Moving Markets - Push or Pull?

Leoni Janssen
The power of the carrot over the stick: why understanding your audience is crucial in moving markets (or horses)

One time, around 12 years back, I mentored two start-up founders who were struggling with ‘working the market’. They were so focused on their product's benefits and how it would rule the market that they missed the fundamental understanding of where ‘world domination’ begins: people who get it. 

To help them understand this better, I took them outside, quite literally and gave them each a horse resembling ‘the market’. They had never touched a horse, which was great as they had clearly never touched ‘a market’ before either. 

It was now their job to move 'the market' as they would move the horse making it take four steps backwards. 

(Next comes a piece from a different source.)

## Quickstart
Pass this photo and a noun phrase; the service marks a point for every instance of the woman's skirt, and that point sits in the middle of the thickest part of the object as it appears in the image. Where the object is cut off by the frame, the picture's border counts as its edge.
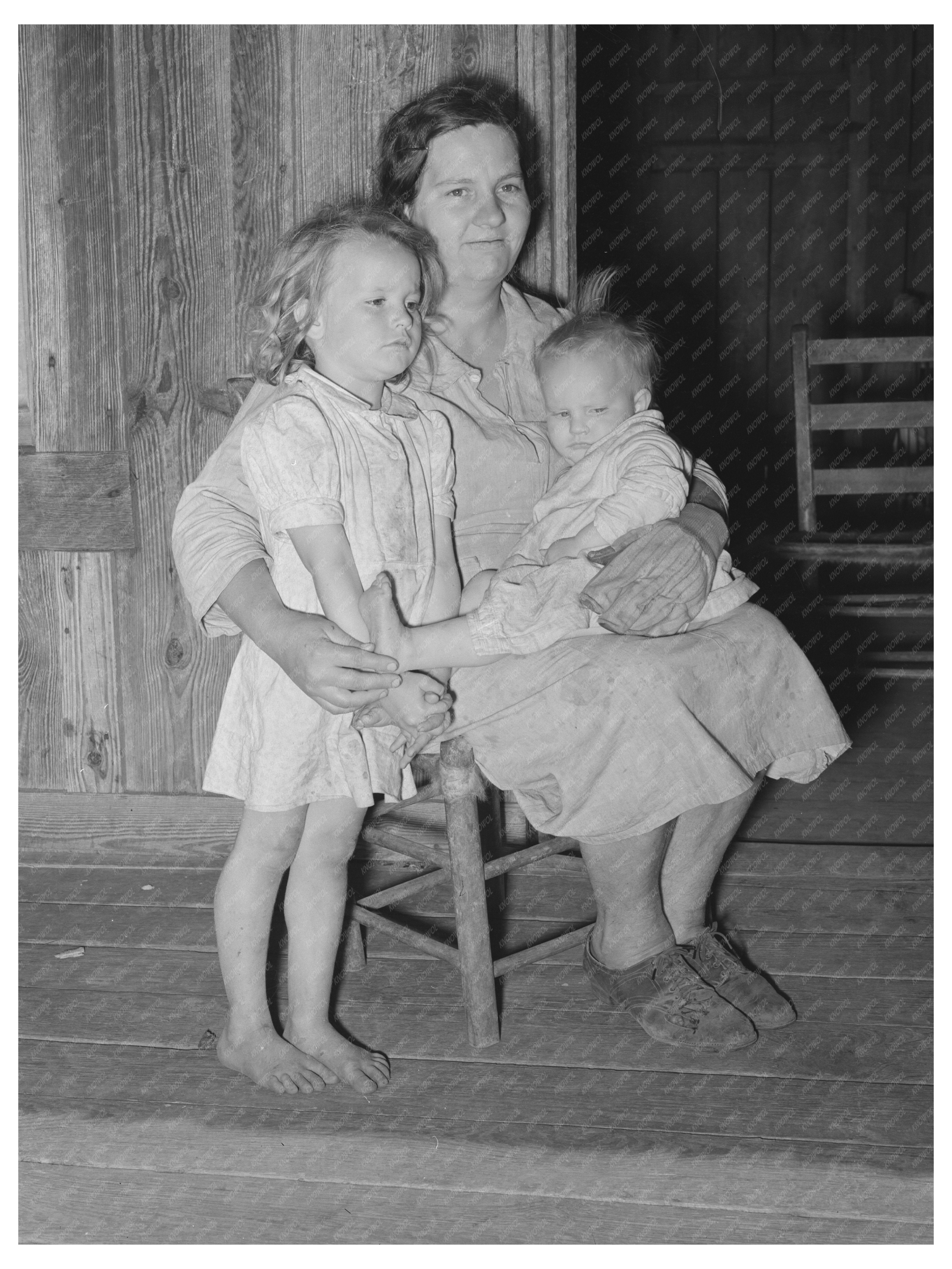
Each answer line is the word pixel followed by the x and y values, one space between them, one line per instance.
pixel 604 738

They started pushing the horse, and nothing happened. The horse weighs around 400 to 500 kilograms, and as they pushed they got push-back from a force much bigger than them and they would feel it in their hands, arms and legs. This was an impossible feat. For the non-equestrians here, horses like to move forward, not backward.

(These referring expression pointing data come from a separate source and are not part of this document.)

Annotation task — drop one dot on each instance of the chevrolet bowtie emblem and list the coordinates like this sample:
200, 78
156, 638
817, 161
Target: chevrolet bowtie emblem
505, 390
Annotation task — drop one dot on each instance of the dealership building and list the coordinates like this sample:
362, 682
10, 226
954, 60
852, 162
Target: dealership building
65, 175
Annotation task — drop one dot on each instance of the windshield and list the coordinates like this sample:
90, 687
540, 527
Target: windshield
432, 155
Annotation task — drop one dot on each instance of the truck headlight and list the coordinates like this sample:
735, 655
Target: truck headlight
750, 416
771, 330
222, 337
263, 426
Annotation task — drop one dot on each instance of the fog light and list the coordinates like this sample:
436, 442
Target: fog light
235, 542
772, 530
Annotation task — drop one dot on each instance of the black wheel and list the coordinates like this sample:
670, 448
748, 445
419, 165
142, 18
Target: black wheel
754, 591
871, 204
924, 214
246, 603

An hour passed, and they still had no idea how to move the horse. They laughed at themselves uncomfortably and kept trying to push the horse, making no progress.

After some coaching, they started experimenting with things more counter-intuitive to them. They realized that they had to work with the psychology of the horse (the market) to make it move, not just by telling it to do something it had no appetite for. 

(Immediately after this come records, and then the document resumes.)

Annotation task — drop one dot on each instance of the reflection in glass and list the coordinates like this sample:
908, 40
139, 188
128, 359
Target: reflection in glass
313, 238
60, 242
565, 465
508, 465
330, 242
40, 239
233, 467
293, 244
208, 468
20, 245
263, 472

They at some point understood that pushing created a counter push they could never win, and also that it was not about ‘winning’ but making it interesting. Instead, after quite some time, they convinced the horse to move by persuading it with a piece of grass - absolute no-brainer of course, but it wasn’t until they changed their thinking. 

We all have to study our market and work with its fundamental principles to achieve our business goals. 

Changing the way we approach marketing and branding quests is what I do; that is where we find new ways to get from A to B. 

Not one situation is the same, no exec team needs the same. Experimentation, surprise and iteration can take all forms - out in the field, or on a Miro-board.